Kleine Anfrage des Abgeordneten Dr. Patrick Breyer (PIRATEN) und Antwort der Landesregierung – Minister für Inneres und Bundesangelegenheiten

Einsatz von Überwachungssoftware

1. Inwiefern sind Landesbehörden in der Lage, Mikrofone von Mobiltelefonen aus der Ferne zu aktivieren um diese als Abhöreinrichtungen zu nutzen, in welchem Umfang wird dies bereits genutzt, und welche Soft- oder Hardware wird hierfür genutzt?

Antwort: Die Landespolizei führt die angefragten Maßnahmen nicht durch und verfügt nicht über die dazu erforderliche Technik. Der schleswig-holsteinische Verfassungsschutz ist nicht berechtigt, derartige Aktionen durchzuführen.

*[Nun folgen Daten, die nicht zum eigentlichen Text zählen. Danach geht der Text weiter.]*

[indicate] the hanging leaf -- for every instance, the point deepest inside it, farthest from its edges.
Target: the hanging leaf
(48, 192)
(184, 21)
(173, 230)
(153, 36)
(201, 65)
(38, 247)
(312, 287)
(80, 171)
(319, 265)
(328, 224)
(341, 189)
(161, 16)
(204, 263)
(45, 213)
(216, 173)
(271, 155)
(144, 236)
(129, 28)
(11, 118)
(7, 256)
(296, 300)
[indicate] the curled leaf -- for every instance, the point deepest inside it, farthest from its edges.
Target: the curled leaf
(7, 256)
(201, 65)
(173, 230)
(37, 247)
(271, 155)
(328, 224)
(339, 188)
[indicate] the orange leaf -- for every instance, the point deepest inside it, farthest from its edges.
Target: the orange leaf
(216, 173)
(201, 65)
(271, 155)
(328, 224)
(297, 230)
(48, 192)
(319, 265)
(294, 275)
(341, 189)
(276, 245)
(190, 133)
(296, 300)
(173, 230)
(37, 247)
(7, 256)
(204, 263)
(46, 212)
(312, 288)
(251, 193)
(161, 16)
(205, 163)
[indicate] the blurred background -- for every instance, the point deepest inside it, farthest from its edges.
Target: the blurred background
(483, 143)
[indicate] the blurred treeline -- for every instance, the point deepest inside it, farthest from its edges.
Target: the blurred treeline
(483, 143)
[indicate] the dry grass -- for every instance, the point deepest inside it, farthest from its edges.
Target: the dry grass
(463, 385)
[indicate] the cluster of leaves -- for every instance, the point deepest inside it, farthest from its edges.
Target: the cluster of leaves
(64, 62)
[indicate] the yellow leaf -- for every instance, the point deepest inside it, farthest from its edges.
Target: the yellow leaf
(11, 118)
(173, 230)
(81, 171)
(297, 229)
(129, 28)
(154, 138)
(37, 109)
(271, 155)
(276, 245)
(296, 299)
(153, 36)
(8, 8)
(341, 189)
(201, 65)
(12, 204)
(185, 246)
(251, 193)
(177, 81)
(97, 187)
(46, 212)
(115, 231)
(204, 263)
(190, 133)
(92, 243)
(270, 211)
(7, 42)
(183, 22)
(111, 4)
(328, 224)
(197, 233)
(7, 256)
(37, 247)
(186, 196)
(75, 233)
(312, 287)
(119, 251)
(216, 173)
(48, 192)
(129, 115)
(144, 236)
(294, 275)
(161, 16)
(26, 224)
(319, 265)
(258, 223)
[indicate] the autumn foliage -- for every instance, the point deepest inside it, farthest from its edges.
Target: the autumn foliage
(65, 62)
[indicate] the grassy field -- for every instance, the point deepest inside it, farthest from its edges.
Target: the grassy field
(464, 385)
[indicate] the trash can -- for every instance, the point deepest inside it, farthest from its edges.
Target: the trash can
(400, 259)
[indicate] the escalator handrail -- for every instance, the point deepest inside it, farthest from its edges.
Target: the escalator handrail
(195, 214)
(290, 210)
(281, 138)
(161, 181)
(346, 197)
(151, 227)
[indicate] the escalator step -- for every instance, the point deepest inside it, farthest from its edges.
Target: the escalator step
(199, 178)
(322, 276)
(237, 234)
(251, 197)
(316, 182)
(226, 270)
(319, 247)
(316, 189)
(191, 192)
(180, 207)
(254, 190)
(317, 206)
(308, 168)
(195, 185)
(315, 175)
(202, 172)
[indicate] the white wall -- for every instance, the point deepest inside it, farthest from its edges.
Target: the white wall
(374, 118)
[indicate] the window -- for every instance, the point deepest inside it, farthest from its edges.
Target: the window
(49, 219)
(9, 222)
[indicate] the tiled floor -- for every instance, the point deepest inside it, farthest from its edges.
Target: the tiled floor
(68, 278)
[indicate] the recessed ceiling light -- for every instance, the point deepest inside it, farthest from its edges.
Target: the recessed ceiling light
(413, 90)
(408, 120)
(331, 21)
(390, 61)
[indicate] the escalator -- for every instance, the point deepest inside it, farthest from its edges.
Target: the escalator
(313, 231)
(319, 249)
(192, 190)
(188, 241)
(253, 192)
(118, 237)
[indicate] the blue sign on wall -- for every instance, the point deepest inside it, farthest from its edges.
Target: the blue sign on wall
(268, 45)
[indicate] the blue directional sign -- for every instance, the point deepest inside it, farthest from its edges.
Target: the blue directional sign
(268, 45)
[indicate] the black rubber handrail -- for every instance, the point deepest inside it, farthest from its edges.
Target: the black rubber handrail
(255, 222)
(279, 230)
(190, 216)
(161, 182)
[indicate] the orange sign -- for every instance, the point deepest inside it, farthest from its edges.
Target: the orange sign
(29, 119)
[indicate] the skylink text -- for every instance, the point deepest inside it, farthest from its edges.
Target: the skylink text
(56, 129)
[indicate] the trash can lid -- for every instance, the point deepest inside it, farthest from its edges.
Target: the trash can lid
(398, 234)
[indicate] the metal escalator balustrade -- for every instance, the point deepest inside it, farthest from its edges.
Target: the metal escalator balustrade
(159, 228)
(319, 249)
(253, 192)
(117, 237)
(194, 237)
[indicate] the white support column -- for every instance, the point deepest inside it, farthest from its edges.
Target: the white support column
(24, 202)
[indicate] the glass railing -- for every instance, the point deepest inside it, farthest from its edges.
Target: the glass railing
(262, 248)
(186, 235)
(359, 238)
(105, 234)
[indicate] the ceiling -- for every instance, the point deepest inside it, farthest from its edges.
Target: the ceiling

2. Wie oft und wann haben welche Landesbehörden Trojaner-Programme bzw. ähnliche Überwachungssoftware eingesetzt oder einsetzen lassen, beispielsweise zur „Quellen-Telekommunikationsüberwachung“?

Antwort: Seitens der Landespolizei gab es bislang keinen Einsatz einer Remote Forensik Software. Der Einsatz von Trojaner-Programmen oder ähnlicher Software durch den Verfassungsschutz ist in Schleswig-Holstein rechtlich nicht zulässig.

3. Gibt es eine Zusammenarbeit mit dem Bundeskriminalamt im Bereich der Telekommunikationsüberwachung? Welche Leistungen konkret werden in Anspruch genommen?